🤖 AI Summary
Evaluating system robustness under distributional shift remains challenging due to the difficulty of characterizing worst-case perturbations. Method: This paper proposes a continuous distributionally robust optimization (DRO) framework grounded in Wasserstein geometry. Leveraging Brenier’s theorem, it models the worst-case distribution as the pushforward of a reference measure under a differentiable transport map—bypassing sampling and support-set constraints inherent in discrete DRO. A neural network parameterizes the transport map, enabling joint end-to-end optimization of both the decision model and the map via gradient descent-ascent (GDA), without sampling.
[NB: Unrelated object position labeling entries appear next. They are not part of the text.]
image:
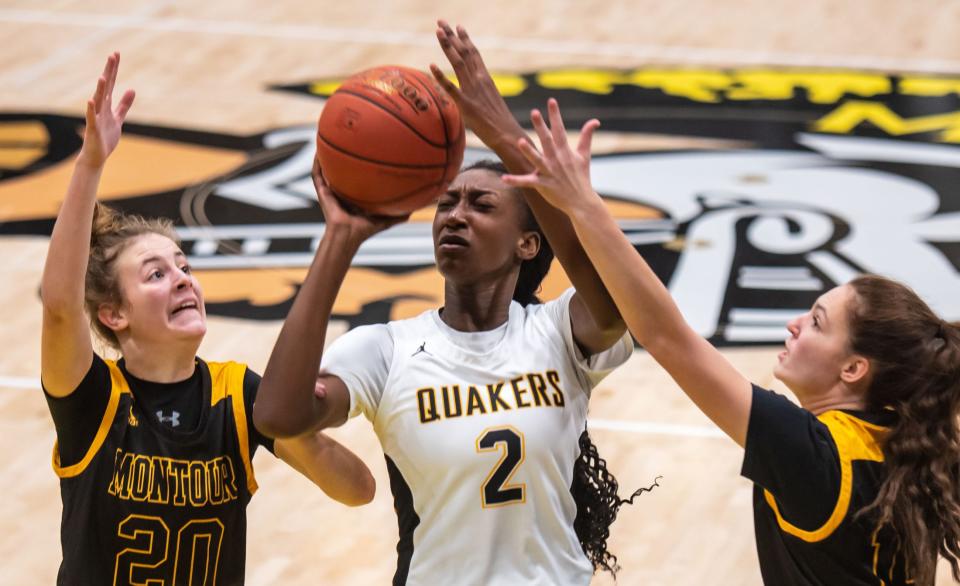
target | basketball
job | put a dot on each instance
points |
(390, 140)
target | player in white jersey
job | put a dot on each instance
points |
(480, 406)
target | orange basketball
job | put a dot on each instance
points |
(390, 140)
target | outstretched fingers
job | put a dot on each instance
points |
(110, 73)
(451, 47)
(529, 180)
(586, 137)
(98, 94)
(124, 106)
(557, 129)
(445, 83)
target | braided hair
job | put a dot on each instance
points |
(595, 489)
(110, 234)
(532, 271)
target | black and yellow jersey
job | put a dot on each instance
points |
(149, 501)
(812, 475)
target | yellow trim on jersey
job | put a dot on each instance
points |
(118, 386)
(226, 380)
(856, 439)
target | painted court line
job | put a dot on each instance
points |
(19, 382)
(704, 56)
(650, 428)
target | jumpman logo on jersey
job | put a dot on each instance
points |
(423, 349)
(173, 420)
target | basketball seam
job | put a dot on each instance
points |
(443, 120)
(398, 118)
(392, 199)
(377, 161)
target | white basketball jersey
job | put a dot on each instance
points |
(481, 433)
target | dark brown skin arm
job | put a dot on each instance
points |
(287, 404)
(595, 319)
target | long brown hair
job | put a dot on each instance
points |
(533, 271)
(109, 235)
(915, 364)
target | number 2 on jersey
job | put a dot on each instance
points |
(496, 490)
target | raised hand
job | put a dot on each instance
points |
(561, 174)
(481, 105)
(104, 121)
(339, 215)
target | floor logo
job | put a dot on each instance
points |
(797, 180)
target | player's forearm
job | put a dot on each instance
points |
(332, 467)
(62, 284)
(566, 246)
(286, 405)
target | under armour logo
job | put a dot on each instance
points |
(172, 421)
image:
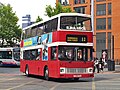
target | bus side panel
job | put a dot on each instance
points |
(54, 69)
(22, 65)
(63, 34)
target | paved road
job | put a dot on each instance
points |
(12, 79)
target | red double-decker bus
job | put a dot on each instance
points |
(60, 47)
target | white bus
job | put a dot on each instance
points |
(10, 56)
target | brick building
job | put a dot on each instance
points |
(106, 24)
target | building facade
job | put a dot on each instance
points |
(106, 24)
(26, 21)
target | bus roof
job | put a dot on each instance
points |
(59, 15)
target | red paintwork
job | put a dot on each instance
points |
(36, 67)
(60, 36)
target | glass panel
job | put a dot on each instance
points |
(75, 23)
(100, 0)
(53, 53)
(31, 54)
(101, 24)
(101, 9)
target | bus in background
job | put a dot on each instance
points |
(60, 47)
(10, 56)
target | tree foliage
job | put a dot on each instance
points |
(9, 30)
(51, 11)
(39, 19)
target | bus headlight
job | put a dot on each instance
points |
(62, 70)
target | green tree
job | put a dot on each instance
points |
(9, 30)
(39, 19)
(51, 11)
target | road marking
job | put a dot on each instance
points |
(19, 85)
(93, 83)
(53, 88)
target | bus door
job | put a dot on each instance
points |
(53, 63)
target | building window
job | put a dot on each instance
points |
(79, 1)
(109, 8)
(101, 9)
(100, 43)
(100, 23)
(64, 2)
(100, 0)
(109, 23)
(80, 9)
(53, 53)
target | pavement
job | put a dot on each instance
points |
(109, 71)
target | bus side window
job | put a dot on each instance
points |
(38, 54)
(53, 53)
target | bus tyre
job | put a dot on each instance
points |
(27, 71)
(46, 74)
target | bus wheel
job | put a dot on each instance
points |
(46, 74)
(27, 71)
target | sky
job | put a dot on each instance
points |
(33, 7)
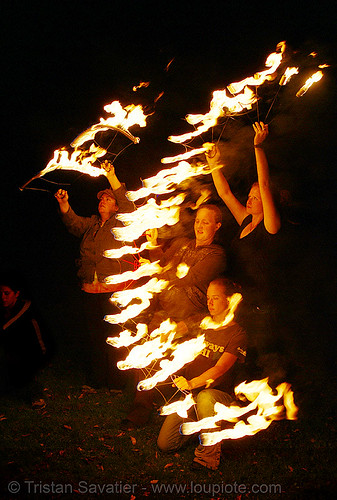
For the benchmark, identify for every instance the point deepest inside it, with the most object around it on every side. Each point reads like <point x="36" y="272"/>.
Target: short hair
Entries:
<point x="213" y="208"/>
<point x="229" y="286"/>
Results: Experiments on synthetic and image datasets demonstrate that the method efficiently generates risk-controlled worst-case distributions with strong convergence, generalization, and scalability. It establishes a novel paradigm for robustness evaluation and stress testing under distributional uncertainty.
📝 Abstract
Worst-case generation plays a critical role in evaluating robustness and stress-testing systems under distribution shifts, in applications ranging from machine learning models to power grids and medical prediction systems. We develop a generative modeling framework for worst-case generation for a pre-specified risk, based on min-max optimization over continuous probability distributions, namely the Wasserstein space. Unlike traditional discrete distributionally robust optimization approaches, which often suffer from scalability issues, limited generalization, and costly worst-case inference, our framework exploits the Brenier theorem to characterize the least favorable (worst-case) distribution as the pushforward of a transport map from a continuous reference measure, enabling a continuous and expressive notion of risk-induced generation beyond classical discrete DRO formulations. Based on the min-max formulation, we propose a Gradient Descent Ascent (GDA)-type scheme that updates the decision model and the transport map in a single loop, establishing global convergence guarantees under mild regularity assumptions and possibly without convexity-concavity. We also propose to parameterize the transport map using a neural network that can be trained simultaneously with the GDA iterations by matching the transported training samples, thereby achieving a simulation-free approach. The efficiency of the proposed method as a risk-induced worst-case generator is validated by numerical experiments on synthetic and image data.